- Theatrical release poster
- Directed by: Eric Bross
- Written by: Tom Cudworth
- Produced by: Stephen Israel
- Starring: David Corenswet; Thora Birch; David James Elliott; Grace Victoria Cox; Mimi Rogers; Adrian Grenier;
- Cinematography: Horacio Marquínez
- Edited by: Yaniv Dabach
- Music by: Jonathan Shanes; Justin Bell;
- Production companies: Grindstone Entertainment Group; American Film Productions; 13 Films; School Pictures; Cubb Films; 44 Productions; Head Gear Films; Metrol Technology;
- Distributed by: Lionsgate
- Release date: June 15, 2018 (United States);
- Running time: 97 minutes
- Country: United States
- Language: English

= Affairs of State (film) =

2018 film directed by Eric Bross

Affairs of State is a 2018 American political thriller film directed by Eric Bross and starring David Corenswet (in his film debut), Thora Birch, David James Elliott, Grace Victoria Cox, Mimi Rogers, and Adrian Grenier.
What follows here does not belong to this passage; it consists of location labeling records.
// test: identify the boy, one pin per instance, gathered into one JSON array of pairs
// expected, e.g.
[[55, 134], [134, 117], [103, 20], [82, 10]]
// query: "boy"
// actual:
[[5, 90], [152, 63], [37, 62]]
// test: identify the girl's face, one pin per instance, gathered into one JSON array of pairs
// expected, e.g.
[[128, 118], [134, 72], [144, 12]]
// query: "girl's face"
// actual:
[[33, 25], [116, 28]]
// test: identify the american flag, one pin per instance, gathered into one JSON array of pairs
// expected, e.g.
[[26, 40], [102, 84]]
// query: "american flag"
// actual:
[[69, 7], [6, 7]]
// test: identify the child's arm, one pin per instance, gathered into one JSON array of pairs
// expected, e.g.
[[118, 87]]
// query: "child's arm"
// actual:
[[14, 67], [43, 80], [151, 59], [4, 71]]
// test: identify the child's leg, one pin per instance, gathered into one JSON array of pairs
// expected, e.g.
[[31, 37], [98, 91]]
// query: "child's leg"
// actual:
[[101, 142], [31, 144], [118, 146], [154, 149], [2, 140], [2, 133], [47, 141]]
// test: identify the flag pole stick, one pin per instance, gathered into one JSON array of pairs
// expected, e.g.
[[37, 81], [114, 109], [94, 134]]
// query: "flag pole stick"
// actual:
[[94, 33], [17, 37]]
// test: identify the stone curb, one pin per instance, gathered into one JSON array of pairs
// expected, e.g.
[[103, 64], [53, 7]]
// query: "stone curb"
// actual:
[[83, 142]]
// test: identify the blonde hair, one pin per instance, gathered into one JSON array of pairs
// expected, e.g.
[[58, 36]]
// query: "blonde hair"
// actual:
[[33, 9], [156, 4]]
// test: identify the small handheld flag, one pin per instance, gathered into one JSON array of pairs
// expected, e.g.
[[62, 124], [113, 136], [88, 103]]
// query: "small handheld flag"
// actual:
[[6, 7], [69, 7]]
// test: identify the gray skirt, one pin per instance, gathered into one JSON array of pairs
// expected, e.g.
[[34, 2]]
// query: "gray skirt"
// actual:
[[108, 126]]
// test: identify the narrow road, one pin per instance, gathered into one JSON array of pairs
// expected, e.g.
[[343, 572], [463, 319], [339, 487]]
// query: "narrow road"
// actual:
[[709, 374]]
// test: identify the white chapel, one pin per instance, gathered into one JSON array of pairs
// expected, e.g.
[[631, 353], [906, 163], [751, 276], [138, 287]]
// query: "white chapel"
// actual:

It was released in select theaters and via video on demand on June 15, 2018, by Lionsgate.

==Synopsis==
A young congressional aide, Michael Lawson (David Corenswet), unwillingly has an affair with the wife (Mimi Rogers) of his boss, Senator John Baines (David James Elliott). Meanwhile, Baines' ruthless top aide (Adrien Grenier) is in his way. Lawson then unexpectedly falls for the Senator's daughter (Grace Victoria Cox) and must go tête à tête with his leftist activist roommate, Callie (Thora Birch).

==Critical response==
Noel Murray of the Los Angeles Times stated, "an engaging if ungainly hybrid of The Graduate and House of Cards, the political potboiler Affairs of State benefits greatly from being both timely and, for this day and age, uncommon. In an era when so many indies are either genre exercises or quirky dramedies, a well-acted, ripped-from-the-headlines melodrama is a novelty."

Conversely, Derek Smith of Slant Magazine offered in summation, "as Affairs of States primary interests lie almost exclusively between the sheets, the intermittent jabs taken at establishment politics feel like disingenuous, cheap shots intended to give the film a sense of depth and gravity that it doesn't earn."